Any experimental COVID-19 vaccines aspiring to earn regulatory approval from the Food and Drug Administration will need to prevent or decrease the severity of disease in at least 50 percent of people, the agency announced Tuesday.

The criterium is part of a larger set of guidelines released by the agency for developing a vaccine to halt the spread of pandemic coronavirus, SARS-CoV-2—which causes COVID-19 and is now accelerating in much of the country after months of sustained devastation.

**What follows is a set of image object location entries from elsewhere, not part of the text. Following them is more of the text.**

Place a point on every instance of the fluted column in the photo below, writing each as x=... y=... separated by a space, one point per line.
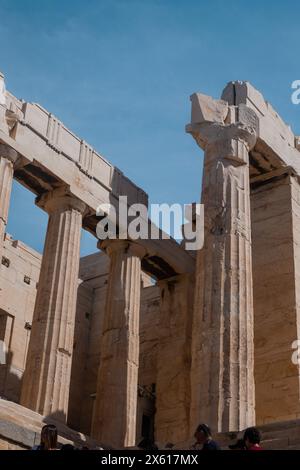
x=114 y=418
x=8 y=158
x=46 y=380
x=223 y=350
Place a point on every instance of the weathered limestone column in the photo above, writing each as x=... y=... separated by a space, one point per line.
x=46 y=380
x=114 y=417
x=222 y=379
x=8 y=158
x=172 y=417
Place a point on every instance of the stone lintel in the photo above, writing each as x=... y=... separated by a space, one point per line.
x=60 y=199
x=130 y=247
x=9 y=153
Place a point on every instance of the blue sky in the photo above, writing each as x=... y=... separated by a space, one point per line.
x=119 y=74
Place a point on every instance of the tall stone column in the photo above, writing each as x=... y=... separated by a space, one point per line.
x=8 y=158
x=114 y=417
x=222 y=364
x=46 y=380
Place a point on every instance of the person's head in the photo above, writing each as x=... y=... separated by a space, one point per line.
x=251 y=437
x=67 y=447
x=202 y=433
x=239 y=445
x=49 y=437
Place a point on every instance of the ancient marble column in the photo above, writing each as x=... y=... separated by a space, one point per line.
x=8 y=158
x=114 y=417
x=222 y=380
x=45 y=386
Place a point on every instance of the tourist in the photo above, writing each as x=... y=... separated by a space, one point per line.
x=252 y=438
x=239 y=445
x=204 y=439
x=48 y=438
x=67 y=447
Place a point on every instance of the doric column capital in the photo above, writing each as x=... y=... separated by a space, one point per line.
x=127 y=246
x=60 y=199
x=221 y=130
x=9 y=153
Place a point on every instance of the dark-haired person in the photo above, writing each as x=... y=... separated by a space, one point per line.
x=239 y=445
x=204 y=438
x=48 y=438
x=252 y=438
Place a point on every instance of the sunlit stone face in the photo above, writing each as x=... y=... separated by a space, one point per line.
x=2 y=90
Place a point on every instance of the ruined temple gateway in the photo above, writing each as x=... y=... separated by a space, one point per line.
x=95 y=345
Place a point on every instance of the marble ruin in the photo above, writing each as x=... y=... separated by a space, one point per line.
x=144 y=338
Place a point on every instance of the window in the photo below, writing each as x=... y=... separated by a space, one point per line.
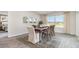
x=56 y=20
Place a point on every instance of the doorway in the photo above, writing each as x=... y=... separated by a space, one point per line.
x=3 y=25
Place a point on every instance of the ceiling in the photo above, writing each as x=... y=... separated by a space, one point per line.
x=43 y=12
x=47 y=12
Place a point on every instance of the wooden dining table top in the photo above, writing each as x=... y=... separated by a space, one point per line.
x=40 y=28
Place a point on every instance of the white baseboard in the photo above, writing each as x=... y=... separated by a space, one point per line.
x=16 y=34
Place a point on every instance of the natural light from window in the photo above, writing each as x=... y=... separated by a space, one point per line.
x=56 y=20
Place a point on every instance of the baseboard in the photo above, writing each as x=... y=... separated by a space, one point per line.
x=17 y=34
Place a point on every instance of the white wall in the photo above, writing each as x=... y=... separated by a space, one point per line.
x=4 y=12
x=15 y=22
x=77 y=23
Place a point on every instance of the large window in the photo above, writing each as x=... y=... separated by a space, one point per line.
x=56 y=20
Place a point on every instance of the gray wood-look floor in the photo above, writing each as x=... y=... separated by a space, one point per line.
x=57 y=41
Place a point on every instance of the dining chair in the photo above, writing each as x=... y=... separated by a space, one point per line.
x=32 y=36
x=52 y=29
x=46 y=34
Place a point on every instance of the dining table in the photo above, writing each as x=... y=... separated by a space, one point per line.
x=39 y=30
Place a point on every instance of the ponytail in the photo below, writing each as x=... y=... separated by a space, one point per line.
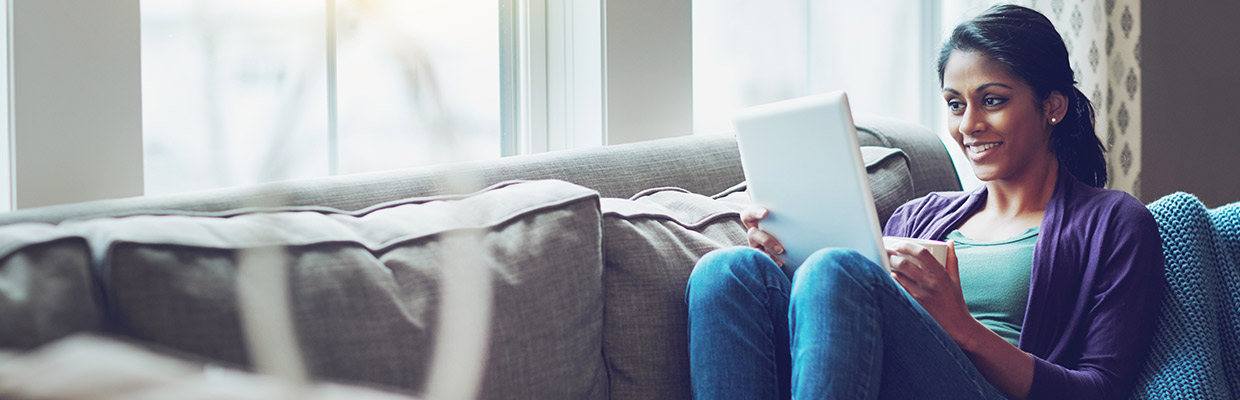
x=1075 y=143
x=1028 y=45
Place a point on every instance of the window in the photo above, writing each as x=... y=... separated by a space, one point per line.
x=239 y=92
x=748 y=53
x=883 y=53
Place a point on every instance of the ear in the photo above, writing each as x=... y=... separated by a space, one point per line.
x=1054 y=108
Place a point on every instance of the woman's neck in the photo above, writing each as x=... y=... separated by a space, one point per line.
x=1024 y=195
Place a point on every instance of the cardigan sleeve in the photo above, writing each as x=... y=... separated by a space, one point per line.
x=1124 y=284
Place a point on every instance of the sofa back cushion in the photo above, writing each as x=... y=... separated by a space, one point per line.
x=46 y=291
x=365 y=286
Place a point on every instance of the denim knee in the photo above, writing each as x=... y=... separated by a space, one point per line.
x=828 y=265
x=723 y=269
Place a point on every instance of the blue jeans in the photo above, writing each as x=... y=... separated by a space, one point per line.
x=840 y=328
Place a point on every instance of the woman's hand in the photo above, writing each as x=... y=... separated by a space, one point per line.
x=935 y=286
x=760 y=239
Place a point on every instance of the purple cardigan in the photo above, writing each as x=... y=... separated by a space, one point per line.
x=1095 y=287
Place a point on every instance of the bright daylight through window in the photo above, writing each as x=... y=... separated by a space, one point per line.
x=236 y=92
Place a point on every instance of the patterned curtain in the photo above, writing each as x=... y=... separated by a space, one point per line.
x=1104 y=47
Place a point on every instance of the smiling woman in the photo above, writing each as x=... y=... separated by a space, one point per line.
x=1047 y=297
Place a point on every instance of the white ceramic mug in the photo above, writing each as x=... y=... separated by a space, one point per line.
x=939 y=249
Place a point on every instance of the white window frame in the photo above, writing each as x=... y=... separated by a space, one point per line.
x=575 y=73
x=551 y=74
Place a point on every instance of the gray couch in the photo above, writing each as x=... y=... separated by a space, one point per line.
x=588 y=253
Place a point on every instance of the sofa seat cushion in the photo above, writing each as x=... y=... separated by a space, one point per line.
x=46 y=291
x=365 y=286
x=651 y=243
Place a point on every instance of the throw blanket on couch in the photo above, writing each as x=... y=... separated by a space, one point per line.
x=1195 y=352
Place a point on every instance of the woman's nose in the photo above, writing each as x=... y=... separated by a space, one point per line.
x=971 y=121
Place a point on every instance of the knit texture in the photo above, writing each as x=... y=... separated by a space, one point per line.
x=1195 y=351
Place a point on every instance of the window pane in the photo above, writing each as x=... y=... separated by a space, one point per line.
x=748 y=53
x=419 y=82
x=745 y=53
x=233 y=92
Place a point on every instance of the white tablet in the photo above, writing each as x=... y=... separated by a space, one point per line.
x=802 y=162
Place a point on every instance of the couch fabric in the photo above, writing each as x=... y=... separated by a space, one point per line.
x=46 y=290
x=1195 y=352
x=588 y=278
x=365 y=285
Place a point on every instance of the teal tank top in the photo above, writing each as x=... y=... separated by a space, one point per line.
x=995 y=280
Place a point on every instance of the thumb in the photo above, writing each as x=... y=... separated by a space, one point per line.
x=952 y=266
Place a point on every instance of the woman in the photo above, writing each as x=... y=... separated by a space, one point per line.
x=1048 y=284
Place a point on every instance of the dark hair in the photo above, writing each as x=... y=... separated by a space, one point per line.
x=1028 y=45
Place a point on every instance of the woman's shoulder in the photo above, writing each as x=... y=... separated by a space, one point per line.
x=1109 y=213
x=935 y=202
x=1107 y=203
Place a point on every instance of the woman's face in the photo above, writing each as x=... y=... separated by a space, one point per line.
x=995 y=118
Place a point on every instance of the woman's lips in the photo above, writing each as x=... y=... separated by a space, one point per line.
x=980 y=150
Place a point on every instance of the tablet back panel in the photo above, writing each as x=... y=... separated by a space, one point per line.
x=802 y=162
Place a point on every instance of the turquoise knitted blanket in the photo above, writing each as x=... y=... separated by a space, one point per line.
x=1195 y=353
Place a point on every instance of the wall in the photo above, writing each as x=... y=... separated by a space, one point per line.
x=1192 y=117
x=76 y=100
x=649 y=68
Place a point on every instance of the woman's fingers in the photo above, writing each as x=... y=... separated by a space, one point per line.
x=763 y=240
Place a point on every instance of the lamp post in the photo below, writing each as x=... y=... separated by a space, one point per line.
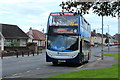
x=102 y=40
x=108 y=38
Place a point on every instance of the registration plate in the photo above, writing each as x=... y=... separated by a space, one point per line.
x=61 y=60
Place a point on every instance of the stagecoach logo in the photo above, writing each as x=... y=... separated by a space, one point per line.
x=58 y=52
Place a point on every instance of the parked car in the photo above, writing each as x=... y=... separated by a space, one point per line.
x=109 y=44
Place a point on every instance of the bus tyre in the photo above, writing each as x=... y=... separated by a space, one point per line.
x=55 y=63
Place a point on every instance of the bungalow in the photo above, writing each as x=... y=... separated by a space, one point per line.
x=37 y=37
x=12 y=35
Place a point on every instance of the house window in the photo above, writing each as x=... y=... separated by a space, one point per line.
x=8 y=42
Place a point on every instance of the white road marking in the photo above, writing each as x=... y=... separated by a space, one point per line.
x=80 y=67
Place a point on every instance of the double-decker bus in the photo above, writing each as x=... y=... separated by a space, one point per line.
x=68 y=38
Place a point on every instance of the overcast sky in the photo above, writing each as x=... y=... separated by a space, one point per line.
x=34 y=13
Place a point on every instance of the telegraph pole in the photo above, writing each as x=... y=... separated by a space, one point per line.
x=102 y=40
x=108 y=39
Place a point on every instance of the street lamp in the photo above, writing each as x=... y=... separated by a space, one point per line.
x=102 y=40
x=108 y=38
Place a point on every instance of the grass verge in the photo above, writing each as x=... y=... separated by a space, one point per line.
x=116 y=55
x=111 y=72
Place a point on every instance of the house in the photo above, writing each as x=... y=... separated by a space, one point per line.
x=97 y=38
x=37 y=37
x=13 y=36
x=1 y=42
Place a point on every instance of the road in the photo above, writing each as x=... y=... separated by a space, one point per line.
x=36 y=66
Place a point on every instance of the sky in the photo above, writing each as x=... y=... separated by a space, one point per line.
x=34 y=13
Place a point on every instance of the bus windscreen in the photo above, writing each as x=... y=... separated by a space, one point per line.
x=66 y=19
x=62 y=43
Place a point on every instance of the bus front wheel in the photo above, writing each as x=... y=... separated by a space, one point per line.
x=55 y=63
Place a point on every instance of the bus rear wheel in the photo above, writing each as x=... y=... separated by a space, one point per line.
x=55 y=63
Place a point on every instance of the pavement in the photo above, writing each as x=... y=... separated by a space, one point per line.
x=106 y=62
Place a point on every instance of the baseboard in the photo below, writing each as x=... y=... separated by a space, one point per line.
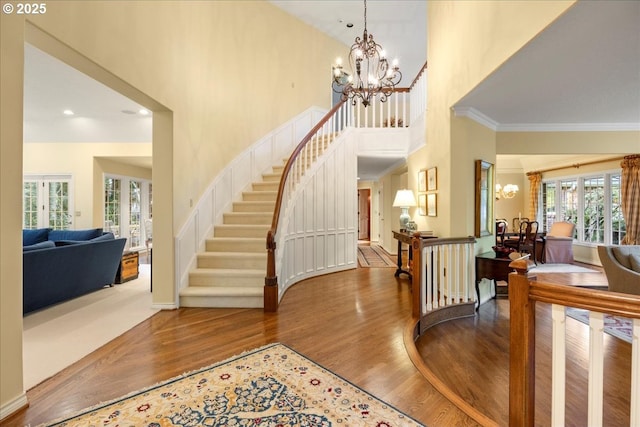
x=164 y=306
x=13 y=406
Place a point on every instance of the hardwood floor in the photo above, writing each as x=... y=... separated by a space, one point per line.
x=352 y=323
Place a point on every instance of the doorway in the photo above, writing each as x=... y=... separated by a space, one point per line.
x=364 y=216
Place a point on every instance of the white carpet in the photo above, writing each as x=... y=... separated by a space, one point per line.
x=561 y=268
x=57 y=337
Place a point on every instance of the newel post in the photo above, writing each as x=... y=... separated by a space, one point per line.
x=271 y=280
x=416 y=275
x=522 y=346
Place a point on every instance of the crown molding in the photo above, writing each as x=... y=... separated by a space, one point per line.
x=487 y=121
x=568 y=127
x=477 y=116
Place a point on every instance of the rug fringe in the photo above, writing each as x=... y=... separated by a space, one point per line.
x=156 y=385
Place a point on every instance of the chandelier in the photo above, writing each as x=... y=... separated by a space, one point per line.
x=371 y=74
x=507 y=192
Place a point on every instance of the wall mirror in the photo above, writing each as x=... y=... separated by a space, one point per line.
x=484 y=198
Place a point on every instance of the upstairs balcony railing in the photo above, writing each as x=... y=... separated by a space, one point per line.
x=397 y=112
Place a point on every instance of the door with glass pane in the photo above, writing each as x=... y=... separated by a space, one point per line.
x=47 y=202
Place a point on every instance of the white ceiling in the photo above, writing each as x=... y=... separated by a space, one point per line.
x=582 y=72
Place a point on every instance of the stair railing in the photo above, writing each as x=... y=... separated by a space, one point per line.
x=524 y=292
x=311 y=146
x=443 y=282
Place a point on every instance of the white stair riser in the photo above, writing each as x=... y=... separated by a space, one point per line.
x=222 y=301
x=265 y=186
x=271 y=177
x=248 y=218
x=236 y=245
x=255 y=261
x=260 y=196
x=267 y=206
x=240 y=231
x=214 y=278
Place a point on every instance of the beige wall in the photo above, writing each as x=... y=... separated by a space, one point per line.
x=568 y=142
x=467 y=41
x=87 y=165
x=217 y=75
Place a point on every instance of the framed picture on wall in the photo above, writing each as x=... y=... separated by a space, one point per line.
x=422 y=204
x=432 y=179
x=432 y=204
x=422 y=180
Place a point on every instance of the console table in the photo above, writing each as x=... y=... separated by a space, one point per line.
x=488 y=266
x=405 y=237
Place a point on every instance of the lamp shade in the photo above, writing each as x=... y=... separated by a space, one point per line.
x=404 y=199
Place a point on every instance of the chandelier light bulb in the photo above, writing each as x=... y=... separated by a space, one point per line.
x=370 y=73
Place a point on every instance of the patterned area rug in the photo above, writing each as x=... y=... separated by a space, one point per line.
x=269 y=386
x=619 y=327
x=374 y=256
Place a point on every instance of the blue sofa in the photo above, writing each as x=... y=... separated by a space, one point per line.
x=59 y=265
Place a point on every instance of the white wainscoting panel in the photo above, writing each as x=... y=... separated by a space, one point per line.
x=229 y=184
x=322 y=230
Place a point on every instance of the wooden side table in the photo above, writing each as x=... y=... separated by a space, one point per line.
x=128 y=269
x=488 y=266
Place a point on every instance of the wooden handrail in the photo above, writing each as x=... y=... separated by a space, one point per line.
x=524 y=292
x=271 y=279
x=422 y=70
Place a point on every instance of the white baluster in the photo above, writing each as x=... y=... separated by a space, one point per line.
x=558 y=362
x=635 y=374
x=596 y=368
x=427 y=273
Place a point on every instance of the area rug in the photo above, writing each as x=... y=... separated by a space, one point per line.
x=619 y=327
x=270 y=386
x=374 y=256
x=561 y=268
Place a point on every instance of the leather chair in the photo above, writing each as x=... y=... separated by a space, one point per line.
x=501 y=229
x=527 y=240
x=558 y=243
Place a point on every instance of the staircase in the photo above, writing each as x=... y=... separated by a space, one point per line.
x=231 y=270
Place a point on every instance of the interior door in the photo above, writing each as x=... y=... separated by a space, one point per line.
x=364 y=221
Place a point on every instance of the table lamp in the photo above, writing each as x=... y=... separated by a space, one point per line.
x=404 y=200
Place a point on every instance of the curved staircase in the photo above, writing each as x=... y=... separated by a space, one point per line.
x=231 y=270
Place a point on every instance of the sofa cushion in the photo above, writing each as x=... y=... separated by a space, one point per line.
x=622 y=255
x=31 y=237
x=40 y=245
x=105 y=236
x=88 y=234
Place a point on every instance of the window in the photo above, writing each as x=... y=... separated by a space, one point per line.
x=112 y=206
x=127 y=204
x=548 y=204
x=135 y=204
x=618 y=226
x=47 y=202
x=591 y=202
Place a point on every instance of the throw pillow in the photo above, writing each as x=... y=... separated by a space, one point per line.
x=88 y=234
x=635 y=262
x=40 y=245
x=105 y=236
x=31 y=237
x=622 y=255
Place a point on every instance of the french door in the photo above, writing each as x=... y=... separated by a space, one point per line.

With the guidelines, the FDA tried to dispel fears that the rush to develop a COVID-19 vaccine may come at the expense of adequate safety testing. “We recognize the urgent need to develop a safe and effective vaccine to prevent COVID-19,” FDA Commissioner Stephen Hahn said in a statement. “While the FDA is committed to expediting this work, we will not cut corners in our decisions and are making clear through this guidance what data should be submitted to meet our regulatory standards.”

Exceptions

The agency also hopes to assuage concerns that it has succumbed to political pressure from the Trump administration in making regulatory decisions during the pandemic—eschewing its reliance on efficacy and safety data. Most notable is the case of hydroxychloroquine, a malaria drug known to have severe potential side effects, including triggering potentially fatal heart arrhythmias. Despite a lack of evidence for its efficacy against COVID-19, President Trump touted the drug as a “game changer” and even admitted to taking it himself.

The FDA made the unusual decision to issue an Emergency Use Authorization (EUA) for hydroxychloroquine and the related drug, chloroquine, in late March. The EUA allowed doctors to use the drugs to treat COVID-19 patients outside of clinical trials, despite the lack of the evidence. As data piled up that the drugs are ineffective against COVID-19 and come with serious risks, the FDA revoked the EUA in mid-June.